In the forest industry, the one thing might be “survival.” Or we could call it “remaining sustainably profitable.” And within that work, operational priorities and market realities change over time. Today, the topic of people consistently percolates up in our research as a priority. Recently, this includes work on log hauling, logging employment, and business strategy.

In our past two posts, we introduced the wood pallet industry, and highlighted forest industry economics and the ability-to-pay for wood. In this post, we return to our study of PalletOne and the strategically important lesson of thinking hard about your people.

Have a People Strategy

Within and beyond the forest products industry, hiring, developing and retaining talent is a differentiator.
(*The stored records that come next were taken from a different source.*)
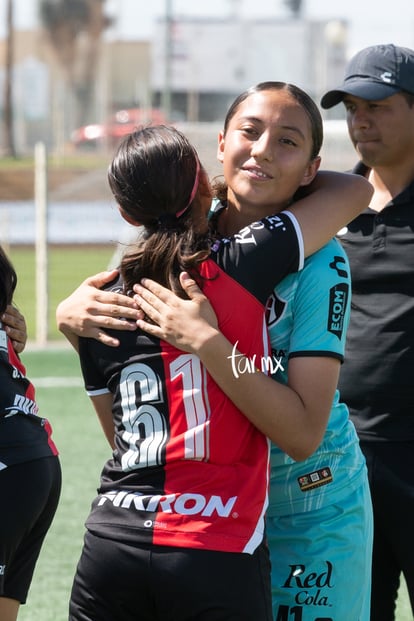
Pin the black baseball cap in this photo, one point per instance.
(374, 73)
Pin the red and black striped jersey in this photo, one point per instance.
(24, 435)
(189, 469)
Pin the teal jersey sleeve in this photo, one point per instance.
(308, 312)
(308, 316)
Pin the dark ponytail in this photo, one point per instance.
(154, 178)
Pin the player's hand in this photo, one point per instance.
(186, 324)
(88, 311)
(15, 326)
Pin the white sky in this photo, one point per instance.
(370, 21)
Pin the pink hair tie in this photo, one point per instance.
(193, 191)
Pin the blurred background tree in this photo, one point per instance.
(295, 6)
(74, 29)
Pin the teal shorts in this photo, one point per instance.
(321, 561)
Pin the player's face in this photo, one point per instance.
(382, 131)
(266, 152)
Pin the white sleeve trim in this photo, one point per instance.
(299, 236)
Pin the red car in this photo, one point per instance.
(120, 124)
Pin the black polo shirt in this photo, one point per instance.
(377, 377)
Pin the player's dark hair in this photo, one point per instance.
(304, 100)
(8, 281)
(154, 179)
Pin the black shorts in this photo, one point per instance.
(29, 496)
(122, 582)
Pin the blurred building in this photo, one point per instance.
(202, 64)
(192, 69)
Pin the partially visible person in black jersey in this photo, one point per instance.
(30, 474)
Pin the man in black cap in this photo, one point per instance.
(377, 378)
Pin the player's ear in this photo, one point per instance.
(220, 147)
(311, 171)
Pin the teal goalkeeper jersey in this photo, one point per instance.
(308, 315)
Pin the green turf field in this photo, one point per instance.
(83, 450)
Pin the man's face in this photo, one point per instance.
(381, 131)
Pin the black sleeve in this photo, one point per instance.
(262, 254)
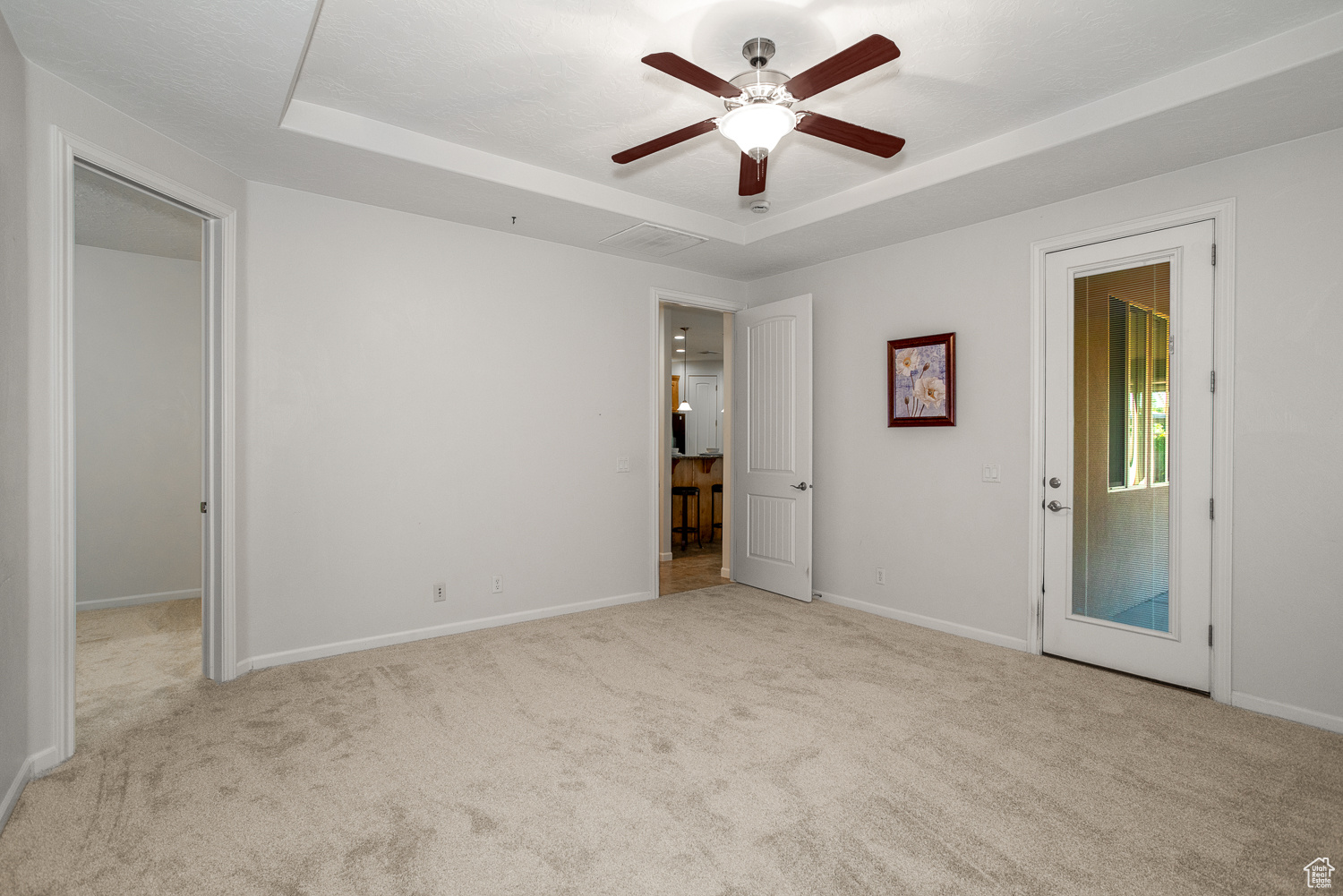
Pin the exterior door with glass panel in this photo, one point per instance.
(1128, 446)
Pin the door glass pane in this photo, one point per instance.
(1120, 446)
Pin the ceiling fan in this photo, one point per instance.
(759, 105)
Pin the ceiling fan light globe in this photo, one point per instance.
(757, 126)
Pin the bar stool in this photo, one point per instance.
(685, 493)
(714, 491)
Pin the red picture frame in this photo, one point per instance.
(921, 380)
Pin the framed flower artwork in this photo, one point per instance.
(921, 380)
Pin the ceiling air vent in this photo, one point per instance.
(652, 239)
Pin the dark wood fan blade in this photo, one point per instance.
(861, 56)
(856, 136)
(692, 74)
(663, 141)
(752, 176)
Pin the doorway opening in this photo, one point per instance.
(695, 448)
(137, 367)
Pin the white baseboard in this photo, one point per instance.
(107, 603)
(927, 622)
(15, 790)
(432, 632)
(1287, 711)
(43, 762)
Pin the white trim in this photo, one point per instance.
(432, 632)
(655, 399)
(219, 621)
(1224, 442)
(1224, 357)
(15, 790)
(926, 622)
(370, 134)
(136, 600)
(1287, 711)
(697, 301)
(303, 61)
(43, 762)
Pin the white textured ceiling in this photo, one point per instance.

The competitive and economic pressures in the forest products sector, however, make plain the recruiting and development “return on investment” of treating people with respect, providing opportunity and reinforcing accountability. Any team with high turnover highlights organizational tensions that emanate from the top. This, in part, is what made my findings at PalletOne so illuminating.

PalletOne facilities know well the challenge of hiring and retaining employees. Each mill I visited – from Hazlehurst in Georgia to Livermore Falls in Maine to Shipshewana in Indiana to Siler City in North Carolina and others – could have each put 5 to 10 more people to work full-time.

In early 2018, I spoke with PalletOne CEO Howe Wallace, Jr., about this and their ability to get the job done while continually short-handed. Unique among forest industry C-level executives, Howe did not work his way up through finance or operations. He served in staff, managerial and executive human resource (HR) roles at Ridge Pallets, PalEx and IFCO Systems. So, while PalletOne struggles to fill slots, they figured some things out with their core teams and supervisors. Howe said:

“That’s a benefit of having an HR guy as CEO, right?  We hug our guys a little bit, we value them. We don’t treat them like a ‘thing.’ And we tell them this. Some guys aren’t into that soft stuff, but over time, once guys have worked a few places, they buy into some. Look, we do care, and we’ve got to get the job done.”

Easier said than done? Indeed. This approach comprises a daily practice that gets reflected and communicated in a recognition of how the world works. Folks are not sitting around looking for handouts, but they are looking for opportunities to contribute, for situations that treat and compensate them fairly, for the training required to be successful, and for respect, given and earned. At the end of the day, there is a job to do.

In working with a range of firms over the years, I observe differences between situations with high turnover and those challenged to hire and fill roles in the first place. While we as individuals have unique perspectives, I generally see people leave jobs more due to unhappiness or dissatisfaction with a manager or work environment then for a shiny new bauble. My research at PalletOne reinforced this view.

PalletOne has a people strategy out of necessity and as an executive priority. While the hardest roles to fill have been the entry-level, manual jobs that currently challenge firms across industries, PalletOne’s leadership and core operating teams at each plant have been in place for years. This has supported the firm’s growth and created development opportunities for individuals across the business.

Comments (1)

  1. pm / Reply

    Very true. Those attributes are usually what separates firms that excel compared to their peers in most, if not all, economic environments and challenges encountered and build enterprise value over the longterm.